Auch der republikanische US-Kongressabgeordnete Mike Gallagher, ein ehemaliger Marinesoldat, bemängelte bei seinem Auftritt bei der Heritage Foundation Mitte Oktober den desolaten Zustand der US-Streitkräfte. Seiner Ansicht nach habe die Regierung von Präsident Joe Biden das Konzept der “integrierten Abschreckung” übernommen, bei dem die “harte Macht” weniger im Vordergrund stünde. Stattdessen werde versucht, die Abschreckung durch eine bessere Integration der weichen Macht wie Sanktionen, enge Zusammenarbeit mit Verbündeten und den Einsatz von Technologie zu erreichen. Diese Taktik habe den russischen Präsidenten Wladimir Putin nicht davon abgehalten, in die Ukraine einzumarschieren. Auch werde sie China nicht davon abhalten, in Taiwan einzumarschieren, so Gallagher. “Uns fehlt es nicht an Optionen. Es fehlt uns an Führung”, bemängelte er:
“Uns fehlt eine Führung im Pentagon, die in der Lage ist, die Bürokratie im Dienste einer Verteidigungsstrategie, die harter Gewalt Vorrang einräumt, nach ihrem Willen zu biegen. Und uns fehlt eine Führung im Weißen Haus, die das Paradoxon im Herzen der Abschreckung versteht. Um einen Krieg zu vermeiden, muss man den Gegner davon überzeugen, dass man sowohl fähig als auch willens ist, Krieg zu führen.”

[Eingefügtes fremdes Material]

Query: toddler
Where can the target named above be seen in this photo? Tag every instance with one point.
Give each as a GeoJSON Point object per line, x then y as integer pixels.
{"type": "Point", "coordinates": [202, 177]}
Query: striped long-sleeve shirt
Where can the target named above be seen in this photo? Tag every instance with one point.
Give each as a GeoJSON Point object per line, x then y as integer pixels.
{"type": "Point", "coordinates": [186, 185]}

Wenn die Vereinigten Staaten weiterhin einen utopischen Weg der Abrüstung beschreiten oder zulassen, dass die Angst vor einer Eskalation ihre Entscheidungen dominiert, mahnte Gallagher, werden die US-Führer einen Krieg herbeiführen. Doch nicht nur Richard, Gallagher und die Heritage Foundation gingen kritisch auf fehlende Kapazitäten des US-Militärs ein. Die in Stockholm ansässige Stiftung “Stockholm International Peace Research Institute” (SIPRI) kritisierte bereits im Jahr 2021, dass die US-Militärausgaben stetig zurückgehen. Laut der SIPRI-Studie sah der US-Haushalt im Jahr 2021 noch Militärausgaben in Höhe von 801 Milliarden US-Dollar vor. Ein Rückgang von 1,4 Prozent im vergleich zum Vorjahr. Der Anteil des Militärhaushalts am Bruttoinlandsprodukt (BIP) sank demnach von 3,7 Prozent auf 3,5 Prozent.

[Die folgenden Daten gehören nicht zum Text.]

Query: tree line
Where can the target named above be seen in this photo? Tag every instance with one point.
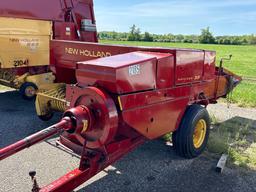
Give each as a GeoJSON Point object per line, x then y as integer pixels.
{"type": "Point", "coordinates": [206, 37]}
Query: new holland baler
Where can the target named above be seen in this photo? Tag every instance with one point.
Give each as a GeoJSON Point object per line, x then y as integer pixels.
{"type": "Point", "coordinates": [118, 102]}
{"type": "Point", "coordinates": [26, 28]}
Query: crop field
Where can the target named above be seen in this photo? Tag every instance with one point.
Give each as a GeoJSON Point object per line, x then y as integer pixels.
{"type": "Point", "coordinates": [243, 63]}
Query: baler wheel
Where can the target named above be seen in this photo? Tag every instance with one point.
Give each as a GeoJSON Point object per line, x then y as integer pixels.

Damit haben die USA zwar noch immer den mit Abstand größten Militärhaushalt der Welt. Jedoch gab China laut SIPRI im Jahr 2021 293 Milliarden US-Dollar aus, was allerdings einem Wachstum von 4,7 Prozent im Vergleich zu 2020 entspricht. Russland erhöhte seine Militärausgaben im Jahr 2021 um 2,9 Prozent auf 65,9 Milliarden US-Dollar. Das übertraf 2021 mit 4,1 Prozent des BIP den Anteil der USA.